Placentia, Newfoundland and Labrador
Panorama of Placentia
|Province||Newfoundland and Labrador|
|Settled||early 16th century|
|• Mayor||Wayne Power Jr.|
|Time zone||Newfoundland Time (UTC-3:30)|
|• Summer (DST)||Newfoundland Daylight (UTC-2:30)|
|Website||Official Town Website|
Placentia is a town on the Avalon Peninsula, Newfoundland and Labrador, consisting of the amalgamated communities of Jerseyside, Townside, Freshwater, Dunville and Argentia. Common family names include Caul, Nolan, Power, O'Keefe, Wyse, Collins, O'Reilly, Murphy, Williams, Gambin, Hatfield, Wadman, Barry, Mooney, and Careen.
In the 2006 census, Placentia's population was reported as 3,898, down significantly from the 2001 figure of 4,426. This population decline has been ongoing since the early 1990s; in the 1996 census, Placentia was, proportionately, the 2nd fastest shrinking town in Canada, dropping from 5,515 to 5,013 between 1991 and 1996.
It is unclear when Placentia was first settled by Europeans, but Basque fishermen were fishing in the area as early as the beginning of the 16th century, using Placentia as a seasonal centre of operations. "Placentia" may be derived from a similar name of an old Basque villa called Placencia de las Armas (Basque: Soraluze), which is located in the Gipuzkoa province of the Basque Country. Placentia may also be derived from the Latin placentia, a name also probably given by the Basques. Placentia's large, rocky beach meant that fish could be salted and dried on the beachrocks rather than on a constructed wooden fishing stage, saving both time and effort.
In 1655, the French, who controlled more than half of the island of Newfoundland, and most of Atlantic Canada, made Placentia (French: Plaisance) their capital. They built Fort Plaisance in 1662, which was followed by Fort Royal in 1687, and Fort Saint Louis in 1691. The establishment of a fort with a garrison allowed fishermen to pursue their activities with greater safety in neighbouring harbours. The French garrisons at Plaisance were small, but despite that fact, the soldiers and French privateers managed to hold their own in the face of numerous English attacks during the two major conflicts of the Nine Years' War and the War of the Spanish Succession, which marked the colony's history.
In 1713, the Treaty of Utrecht forced the French to abandon their Placentia Bay settlements and migrate to Louisbourg, and Placentia became a British possession. For a time in the 18th century, it still rivaled St. John's in size and importance, as evidenced by the future King William IV's summering at Placentia in 1786 and using it as his base of operations when acting as surrogate judge in Newfoundland. The town was described by the then-Prince as "a more decent settlement than any we have yet seen in Newfoundland" and was reported as having a population between 1500 and 2000 people. Considering that the population of Newfoundland was reported as 8,000 11 years earlier, in 1775, Placentia's relative size and importance becomes apparent.

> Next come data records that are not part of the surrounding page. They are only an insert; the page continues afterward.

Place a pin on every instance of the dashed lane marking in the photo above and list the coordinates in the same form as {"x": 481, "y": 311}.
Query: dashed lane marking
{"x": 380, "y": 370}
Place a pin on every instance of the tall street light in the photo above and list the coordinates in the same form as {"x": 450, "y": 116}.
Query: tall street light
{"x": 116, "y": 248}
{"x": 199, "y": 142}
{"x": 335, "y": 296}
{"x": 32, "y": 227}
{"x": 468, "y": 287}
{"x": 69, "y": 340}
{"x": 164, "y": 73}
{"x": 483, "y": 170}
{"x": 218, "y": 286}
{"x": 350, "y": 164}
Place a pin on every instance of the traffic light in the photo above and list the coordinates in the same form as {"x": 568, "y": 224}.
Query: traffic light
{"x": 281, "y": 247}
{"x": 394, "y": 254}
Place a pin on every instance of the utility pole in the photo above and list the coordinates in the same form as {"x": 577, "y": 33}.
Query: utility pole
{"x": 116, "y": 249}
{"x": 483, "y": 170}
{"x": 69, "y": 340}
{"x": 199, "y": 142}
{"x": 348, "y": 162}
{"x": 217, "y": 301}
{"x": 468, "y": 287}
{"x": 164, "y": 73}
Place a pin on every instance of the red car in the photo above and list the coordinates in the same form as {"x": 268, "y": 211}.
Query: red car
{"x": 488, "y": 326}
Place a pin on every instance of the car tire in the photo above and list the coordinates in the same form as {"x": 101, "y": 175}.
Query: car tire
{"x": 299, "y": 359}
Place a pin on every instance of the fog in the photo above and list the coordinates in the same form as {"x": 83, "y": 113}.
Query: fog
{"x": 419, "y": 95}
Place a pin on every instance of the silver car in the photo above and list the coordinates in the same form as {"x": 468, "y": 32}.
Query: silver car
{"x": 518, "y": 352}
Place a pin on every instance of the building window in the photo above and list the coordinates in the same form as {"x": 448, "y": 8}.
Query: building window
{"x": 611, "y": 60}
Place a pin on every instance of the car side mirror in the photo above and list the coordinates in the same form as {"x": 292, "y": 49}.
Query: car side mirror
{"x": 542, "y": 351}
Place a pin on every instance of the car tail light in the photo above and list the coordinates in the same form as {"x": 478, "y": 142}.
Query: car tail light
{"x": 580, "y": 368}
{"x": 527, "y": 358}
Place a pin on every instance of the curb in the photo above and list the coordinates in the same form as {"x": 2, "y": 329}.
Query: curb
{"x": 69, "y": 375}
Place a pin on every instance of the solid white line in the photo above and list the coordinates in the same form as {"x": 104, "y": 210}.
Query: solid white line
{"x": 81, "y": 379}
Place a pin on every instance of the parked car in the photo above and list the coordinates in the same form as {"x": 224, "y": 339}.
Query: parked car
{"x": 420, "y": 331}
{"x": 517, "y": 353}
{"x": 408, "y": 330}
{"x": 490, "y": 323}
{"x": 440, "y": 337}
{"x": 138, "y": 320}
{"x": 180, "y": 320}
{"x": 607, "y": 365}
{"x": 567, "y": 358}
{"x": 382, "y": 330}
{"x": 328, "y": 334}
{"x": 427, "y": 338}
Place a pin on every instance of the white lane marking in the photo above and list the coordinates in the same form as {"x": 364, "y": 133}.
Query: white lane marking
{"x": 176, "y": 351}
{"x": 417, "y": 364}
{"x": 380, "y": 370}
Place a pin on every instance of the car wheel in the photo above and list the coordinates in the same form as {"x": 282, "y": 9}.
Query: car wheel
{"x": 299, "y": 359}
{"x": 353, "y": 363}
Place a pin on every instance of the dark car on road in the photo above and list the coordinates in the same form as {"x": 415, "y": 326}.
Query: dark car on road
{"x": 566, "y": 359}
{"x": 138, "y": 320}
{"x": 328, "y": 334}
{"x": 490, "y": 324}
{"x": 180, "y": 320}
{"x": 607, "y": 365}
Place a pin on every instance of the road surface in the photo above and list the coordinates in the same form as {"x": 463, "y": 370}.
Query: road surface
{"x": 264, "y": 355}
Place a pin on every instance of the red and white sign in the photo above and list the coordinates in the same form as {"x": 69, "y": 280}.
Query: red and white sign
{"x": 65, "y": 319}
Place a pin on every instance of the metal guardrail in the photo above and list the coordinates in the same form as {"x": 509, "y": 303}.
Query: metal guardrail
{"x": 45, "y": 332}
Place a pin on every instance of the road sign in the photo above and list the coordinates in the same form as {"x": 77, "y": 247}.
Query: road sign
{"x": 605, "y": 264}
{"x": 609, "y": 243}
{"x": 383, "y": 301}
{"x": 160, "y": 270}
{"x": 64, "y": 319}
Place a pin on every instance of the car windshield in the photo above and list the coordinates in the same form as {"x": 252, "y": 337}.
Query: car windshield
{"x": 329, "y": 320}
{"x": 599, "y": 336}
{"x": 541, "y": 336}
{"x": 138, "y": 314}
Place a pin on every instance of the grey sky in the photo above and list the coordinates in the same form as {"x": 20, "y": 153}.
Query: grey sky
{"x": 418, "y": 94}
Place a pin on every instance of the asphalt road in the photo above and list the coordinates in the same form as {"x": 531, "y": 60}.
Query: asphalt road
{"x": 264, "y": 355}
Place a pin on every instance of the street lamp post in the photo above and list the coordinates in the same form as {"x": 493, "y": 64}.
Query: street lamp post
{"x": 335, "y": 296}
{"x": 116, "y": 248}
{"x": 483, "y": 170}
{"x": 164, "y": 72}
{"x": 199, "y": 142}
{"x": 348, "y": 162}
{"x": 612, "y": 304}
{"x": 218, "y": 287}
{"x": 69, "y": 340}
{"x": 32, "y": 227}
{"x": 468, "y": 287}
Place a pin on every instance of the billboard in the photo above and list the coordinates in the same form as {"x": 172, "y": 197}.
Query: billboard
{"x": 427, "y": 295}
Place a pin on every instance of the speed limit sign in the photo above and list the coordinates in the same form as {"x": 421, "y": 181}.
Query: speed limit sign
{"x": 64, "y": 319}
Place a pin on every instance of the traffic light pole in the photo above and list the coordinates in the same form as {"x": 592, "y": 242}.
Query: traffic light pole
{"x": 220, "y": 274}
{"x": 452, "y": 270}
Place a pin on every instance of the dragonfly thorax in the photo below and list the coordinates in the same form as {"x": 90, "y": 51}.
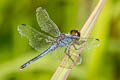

By the 19th century, it was more fully eclipsed by St. John's and Harbour Grace, Placentia continued to be an important town, regional centre to the southern Avalon peninsula and the eastern Burin peninsula.
From the mid-18th century through to the 1830s, numerous Irish immigrants from Waterford, Wexford, Kilkenny and Cork settled in Placentia, so that the population of the modern town is largely of a mixture of West Country English and South-eastern Irish background. In the 18th century there were also a large number of settlers from the Channel Islands, from which Jerseyside, a prominent section of the town, derives its name.
In 1940, via an agreement between the British and American governments (Newfoundland not joining Canada until 1949), a large American military base was constructed at nearby Argentia (which is now within the town of Placentia's boundaries). For a time, this was the largest American military base outside of the United States, and it played an integral role in World War II, earning the nickname "the Gibraltar of the Atlantic."
This huge development revolutionized the Placentia area both economically and culturally. Essentially, the American base introduced a widespread cash-based economy. Suddenly, people who had fished all of their lives (engaging in a type of barter system called the truck system) had access to good-paying jobs on the American base. American technology enriched the living standards of Placentia residents, while the local culture was influenced strongly by the American presence. Similarly, it prompted a huge population boom, growing from 1,900 people in 1935 to well over 8,000 in the 1960s (note: these figures account for the current boundaries of Placentia, which at the time consisted of 4 separate towns: Placentia, Dunville, Jerseyside, and Freshwater).
The post office was established in 1851. The first Postmistress in 1863 was Mary Morris.
The American base at Argentia was scaled back in the 1970s, and closed totally in 1994. This, along with the cod moratorium introduced by the Canadian government a few years' earlier, left the town of Placentia without an economic base for some time, although recent developments by Vale Inco are beginning to stabilize the town's rocky economic situation.